Rheuma umfasst zahlreiche entzündliche und nicht-entzündliche, durch Abnutzung und Alterungsprozesse hervorgerufene Erkrankungen an den Gelenken, Sehnen, Knochen und Muskeln. Die rheumatoide Arthritis ist die häufigste, aber nicht die einzige entzündliche Gelenkserkrankung. Der Morbus Bechterew [syn.: ankylosierende Spondylitis] ist eine entzündliche Erkrankung der Wirbelsäule unter möglicher Beteiligung von peripheren Gelenken. Im Rahmen einer Schuppenflechte kommt es ebenfalls häufig zu Gelenkentzündungen [Psoriasisarthritis]. Vor allem junge Menschen können zudem an so genannten Kollagenosen wie dem Lupus erythematodes erkranken.
Rheuma ist nicht heil-, aber inzwischen gut behandelbar. Je früher die Erkrankung erkannt und therapiert wird, desto besser sind die Prognosen und desto eher können mögliche Folgeschäden vermieden werden. Ohne Behandlung führt sie meist zu einer fortschreitenden Schädigung bzw. Zerstörung der Gelenke. Neben Schmerzmitteln werden auch Medikamente [sogenannte Basistherapeutika] eingesetzt, die den Verlauf der Gelenkentzündung positiv beeinflussen und das Fortschreiten der Erkrankung verzögern. Bei unzureichendem Therapieerfolg kommen Biologika zum Einsatz. Ihre Wirkung beruht auf der gezielten Hemmung entzündungsfördernder Botenstoffe [Zytokine]. Wesentlich ist dabei eine entsprechende Therapietreue, auch wenn man beschwerdefrei ist.
Neben der Behandlung ist die regelmäßige Bewegung besonders wichtig, am besten eine Kombination von Kraft- und Ausdauersport. Dadurch und durch Muskelaufbau entstehen weniger Entzündungen im Körper, Schwindel wird vorgebeugt, es kommt seltener zu Stürzen und Knochenbrüchen. Krankengymnastik, Ausdauersport, Ergo-, Psycho-, Physio-, Phytotherapie und die richtige Ernährung können ebenfalls zu einer Linderung der Symptome beitragen.

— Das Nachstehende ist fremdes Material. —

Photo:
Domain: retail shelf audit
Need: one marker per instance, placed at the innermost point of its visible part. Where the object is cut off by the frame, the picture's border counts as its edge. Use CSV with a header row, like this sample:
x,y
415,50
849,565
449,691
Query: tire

Die Patient•innen sind in Tätigkeiten des täglichen Lebens mehr oder weniger stark eingeschränkt. Sie können teilweise zum Beispiel keine Flaschen öffnen oder Brot schneiden. Häufig wird – nicht zuletzt aufgrund der eingeschränkten körperlichen Belastbarkeit – auch die Berufsausübung zum Problem.